ヨドバシカメラ、実店舗数はたった20軒(2008年2月現在)。家電量販店チェーンとしては、かなり少ない方です。大型の店舗が多いとはいえ、このような軒数で業界3位というのは、ある意味驚異的。一般ユーザーの購買意欲が冷え込んでいる中、ヨドバシカメラって、どうして業績順調なんでしょうか。
その秘密はヨドバシカメラが出店している地域。ヨドバシカメラ各店は、主として大都市の駅前、それも新幹線が停車するような大きな駅前に店を開きます。一方、ヤマダ電機やコジマなどの大手家電量販店は郊外の幹線道路沿いに、広大な駐車場を持つ大型店舗を出店。
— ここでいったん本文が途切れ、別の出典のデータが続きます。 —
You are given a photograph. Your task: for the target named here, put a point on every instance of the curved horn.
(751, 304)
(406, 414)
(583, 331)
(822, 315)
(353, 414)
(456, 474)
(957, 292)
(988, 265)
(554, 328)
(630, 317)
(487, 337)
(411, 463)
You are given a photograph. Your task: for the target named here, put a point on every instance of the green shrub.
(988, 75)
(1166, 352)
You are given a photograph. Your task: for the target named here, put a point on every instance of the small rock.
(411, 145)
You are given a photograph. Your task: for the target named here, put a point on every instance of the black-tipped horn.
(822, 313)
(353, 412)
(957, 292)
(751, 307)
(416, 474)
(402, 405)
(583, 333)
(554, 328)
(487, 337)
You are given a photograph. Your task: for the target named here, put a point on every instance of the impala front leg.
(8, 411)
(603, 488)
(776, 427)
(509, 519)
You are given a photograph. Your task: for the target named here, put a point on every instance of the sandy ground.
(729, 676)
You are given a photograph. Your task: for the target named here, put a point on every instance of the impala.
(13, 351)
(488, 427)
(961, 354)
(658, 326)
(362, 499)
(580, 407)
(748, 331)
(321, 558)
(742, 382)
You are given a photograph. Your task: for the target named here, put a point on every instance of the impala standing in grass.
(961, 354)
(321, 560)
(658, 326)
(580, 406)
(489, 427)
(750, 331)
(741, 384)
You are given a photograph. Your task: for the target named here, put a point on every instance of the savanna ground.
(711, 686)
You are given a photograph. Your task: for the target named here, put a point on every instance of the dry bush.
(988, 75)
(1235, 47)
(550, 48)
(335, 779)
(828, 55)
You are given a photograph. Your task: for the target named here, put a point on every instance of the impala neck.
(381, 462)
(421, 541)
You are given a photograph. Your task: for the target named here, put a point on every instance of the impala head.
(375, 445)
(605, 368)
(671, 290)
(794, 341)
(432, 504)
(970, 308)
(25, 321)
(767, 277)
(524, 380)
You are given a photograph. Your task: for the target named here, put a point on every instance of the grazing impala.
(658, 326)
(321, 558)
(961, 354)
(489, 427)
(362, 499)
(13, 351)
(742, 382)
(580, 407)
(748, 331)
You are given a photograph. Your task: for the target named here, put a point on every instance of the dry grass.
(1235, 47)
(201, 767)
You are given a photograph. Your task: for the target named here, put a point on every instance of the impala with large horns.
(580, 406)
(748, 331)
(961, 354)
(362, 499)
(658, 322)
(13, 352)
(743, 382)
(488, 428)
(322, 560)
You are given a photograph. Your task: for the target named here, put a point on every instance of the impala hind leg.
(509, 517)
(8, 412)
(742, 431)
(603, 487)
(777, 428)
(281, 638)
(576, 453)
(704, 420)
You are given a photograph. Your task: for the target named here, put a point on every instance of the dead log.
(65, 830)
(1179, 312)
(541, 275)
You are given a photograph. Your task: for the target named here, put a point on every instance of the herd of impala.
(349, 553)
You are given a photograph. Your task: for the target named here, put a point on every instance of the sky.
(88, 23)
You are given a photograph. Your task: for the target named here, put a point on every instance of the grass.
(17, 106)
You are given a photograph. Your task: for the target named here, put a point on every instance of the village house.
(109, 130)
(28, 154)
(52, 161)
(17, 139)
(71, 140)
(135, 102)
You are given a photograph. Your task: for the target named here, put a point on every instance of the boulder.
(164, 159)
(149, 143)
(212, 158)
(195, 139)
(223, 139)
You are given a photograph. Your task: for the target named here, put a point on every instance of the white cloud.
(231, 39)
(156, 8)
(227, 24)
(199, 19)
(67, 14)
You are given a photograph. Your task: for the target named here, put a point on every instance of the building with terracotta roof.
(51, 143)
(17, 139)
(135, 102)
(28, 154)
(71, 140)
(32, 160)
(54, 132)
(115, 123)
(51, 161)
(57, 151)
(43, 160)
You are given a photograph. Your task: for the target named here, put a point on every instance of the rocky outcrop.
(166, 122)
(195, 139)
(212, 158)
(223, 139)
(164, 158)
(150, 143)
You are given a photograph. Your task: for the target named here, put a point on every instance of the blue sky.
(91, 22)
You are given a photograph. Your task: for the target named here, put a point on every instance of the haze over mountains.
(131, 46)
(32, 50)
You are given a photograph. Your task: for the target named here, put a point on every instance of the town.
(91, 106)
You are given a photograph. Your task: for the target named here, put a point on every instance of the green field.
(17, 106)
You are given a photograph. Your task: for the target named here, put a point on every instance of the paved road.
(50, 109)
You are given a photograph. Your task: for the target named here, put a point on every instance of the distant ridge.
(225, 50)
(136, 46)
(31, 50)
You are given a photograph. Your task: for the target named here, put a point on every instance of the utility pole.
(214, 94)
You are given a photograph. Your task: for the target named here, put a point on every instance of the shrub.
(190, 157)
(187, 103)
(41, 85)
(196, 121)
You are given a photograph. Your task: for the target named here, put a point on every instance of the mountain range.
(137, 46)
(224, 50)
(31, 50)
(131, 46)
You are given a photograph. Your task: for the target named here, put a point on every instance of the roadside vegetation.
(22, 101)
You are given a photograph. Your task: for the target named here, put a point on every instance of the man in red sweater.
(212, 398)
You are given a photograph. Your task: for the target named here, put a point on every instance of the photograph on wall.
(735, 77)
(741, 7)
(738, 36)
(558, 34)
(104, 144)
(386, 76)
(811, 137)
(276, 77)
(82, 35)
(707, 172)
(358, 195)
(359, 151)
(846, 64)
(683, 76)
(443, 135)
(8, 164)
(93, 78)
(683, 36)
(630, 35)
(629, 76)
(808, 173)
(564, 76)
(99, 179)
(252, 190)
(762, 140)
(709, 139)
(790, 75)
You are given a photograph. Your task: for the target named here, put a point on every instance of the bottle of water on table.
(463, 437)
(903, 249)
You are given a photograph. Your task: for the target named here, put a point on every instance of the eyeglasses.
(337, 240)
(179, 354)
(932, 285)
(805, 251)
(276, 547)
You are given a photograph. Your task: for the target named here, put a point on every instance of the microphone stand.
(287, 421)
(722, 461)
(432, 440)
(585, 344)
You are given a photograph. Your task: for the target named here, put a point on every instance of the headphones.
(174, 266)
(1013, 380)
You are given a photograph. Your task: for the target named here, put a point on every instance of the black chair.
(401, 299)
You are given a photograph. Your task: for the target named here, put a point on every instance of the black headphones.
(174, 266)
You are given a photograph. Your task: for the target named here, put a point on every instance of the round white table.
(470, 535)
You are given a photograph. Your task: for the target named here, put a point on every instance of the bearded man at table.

つまりヨドバシカメラは駅前の人通りから客を吸い上げるわけで、そもそもターゲットにする客層が異なるのです。駅前は基本的に人が集まる場所、人通りの多い場所。これなら店舗数が少なくても、効率よく集客できるというワケです。
バブル後の不況やパソコンの売り上げ低下という、業界全般の地盤沈下の中で、他の大手家電量販店が苦戦しつつ、多くの家電量販店が倒産・合併してゆきました。しかしそんな中、ヨドバシカメラがここまで成長したのも、この出店方針が成功を奏したといっても間違いはないでしょう。
ヨドバシカメラは、立地条件以外にも、耳に残るテーマ曲を使うなど、さまざまな戦略を打ち出しています。もちろん販売についても、品揃豊富で安価が売り物。特に通勤・通学など電車利用が多い方はヨドバシカメラって便利です。